В03:形容詞
これまで見てきた例文は、いずれも素っ気ないものだった。もう少し飾りをつけてみよう。いわゆる修飾語である。具体的には、形容詞だ。
- Я́ сре́дний студе́нт. 「ぼくは普通の大学生だ」
- Я́ сре́дняя студе́нтка. 「わたしは普通の大学生よ」
- Ты́ хоро́ший актёр? 「君は優秀な俳優?」
- Ты́ хоро́шая актри́са? 「君は優秀な俳優?」
- О́н ре́дкий япо́нец. 「かれは珍しい日本人だ」
- Она́ ре́дкая япо́нка. 「彼女は珍しい日本人だ」
形容詞を置く場所は、実はどこでもいいのだが、基本的には修飾している名詞の直前である。これは日本語と同じだから、特に考える必要もない。
#8 名詞を修飾する形容詞は、名詞の前に置く。
形容詞とは、日本語では多くの場合「〜い」という形をしている。ところが、名詞+「の」である「普通の」や、名詞+「な」である「優秀な」も、ロシア語では形容詞である。

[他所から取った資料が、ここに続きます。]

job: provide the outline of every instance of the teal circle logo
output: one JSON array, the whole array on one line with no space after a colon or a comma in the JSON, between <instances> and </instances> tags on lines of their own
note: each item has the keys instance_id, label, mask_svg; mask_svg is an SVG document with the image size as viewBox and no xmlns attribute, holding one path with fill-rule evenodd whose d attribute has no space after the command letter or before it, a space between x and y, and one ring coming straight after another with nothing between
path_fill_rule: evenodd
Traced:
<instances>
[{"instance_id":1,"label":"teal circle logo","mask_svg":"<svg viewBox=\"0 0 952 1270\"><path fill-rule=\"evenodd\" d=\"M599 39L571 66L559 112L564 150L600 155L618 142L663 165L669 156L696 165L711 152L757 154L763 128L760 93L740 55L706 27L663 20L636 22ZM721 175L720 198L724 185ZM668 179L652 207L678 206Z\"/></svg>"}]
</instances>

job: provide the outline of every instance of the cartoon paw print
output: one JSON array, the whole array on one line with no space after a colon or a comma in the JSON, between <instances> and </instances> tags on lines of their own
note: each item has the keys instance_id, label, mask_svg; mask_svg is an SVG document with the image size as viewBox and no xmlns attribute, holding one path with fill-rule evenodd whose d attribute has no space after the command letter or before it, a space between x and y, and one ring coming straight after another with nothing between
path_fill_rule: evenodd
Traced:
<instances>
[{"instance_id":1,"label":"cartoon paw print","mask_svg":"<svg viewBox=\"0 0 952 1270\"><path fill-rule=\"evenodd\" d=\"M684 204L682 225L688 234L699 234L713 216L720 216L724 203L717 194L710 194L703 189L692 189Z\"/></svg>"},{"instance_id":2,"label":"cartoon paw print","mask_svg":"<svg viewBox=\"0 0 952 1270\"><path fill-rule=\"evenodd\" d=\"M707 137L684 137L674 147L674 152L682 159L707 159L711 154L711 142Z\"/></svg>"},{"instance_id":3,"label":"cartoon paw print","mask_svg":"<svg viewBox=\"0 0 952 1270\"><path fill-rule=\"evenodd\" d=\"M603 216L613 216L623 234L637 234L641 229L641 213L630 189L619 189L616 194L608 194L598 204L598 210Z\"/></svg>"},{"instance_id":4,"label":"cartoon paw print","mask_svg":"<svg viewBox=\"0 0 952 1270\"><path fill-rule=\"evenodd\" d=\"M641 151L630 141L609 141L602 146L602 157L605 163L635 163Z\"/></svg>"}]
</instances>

このように、日本語の形容詞とロシア語の形容詞、日本語の名詞とロシア語の名詞など、必ずしも一致しない。「こういう意味のことを言いたい場合に、ロシア語ではどういう単語を使うのか」、あるいは逆に、「ロシア語のこの単語は、日本語に置き換えるとどういう感じの言葉が適切か」をしっかり考えることが重要である。
さて、気づいただろうか。「Aだ」を構成している「形容詞+名詞」の部分だけ抜き出し、それを男女別に分けてみる。
- )
- средний студент
- хороший актёр
- редкий японец
- )
- средняя студентка
- хорошая актриса
- редкая японка
では、次のような例も見てみよう。
- Э́то но́вый журна́л. 「これは新しい雑誌だ」
- Э́то ста́рый до́м. 「これは古い家だ」
- Э́то большо́й слова́рь. 「これは大きい辞書だ」
- Э́то интере́сная кни́га. 「これはおもしろい本だ」
- Э́то бе́лая ко́шка. 「これは白いネコだ」
- Э́то широ́кая река́. 「これは広い川だ」
こちらも次のように分けてみる。
- )
- новый журнал
- старый дом
- большой словарь
- )
- интересная книга
- белая кошка
- широкая река
どちらの 1. も、形容詞の末尾が -й となっている。これに対して、2. では -я だ。それだけではない。2. では名詞の末尾もすべて -а となっている。
上では、1. が男、2. が女だったから、性に基づいて区別がなされているのかもしれない、とも思われるが、雑誌だの家だの、性とは無関係な名詞を使っている下は一体どういうことだろうか。
実は、ロシア語では、人、つまり実際に性を持つものだけではなく、あらゆる名詞に性の区別があり、形容詞はそれを反映して語尾変化するのである。
#9 形容詞は修飾する名詞の性に応じて語尾変化する。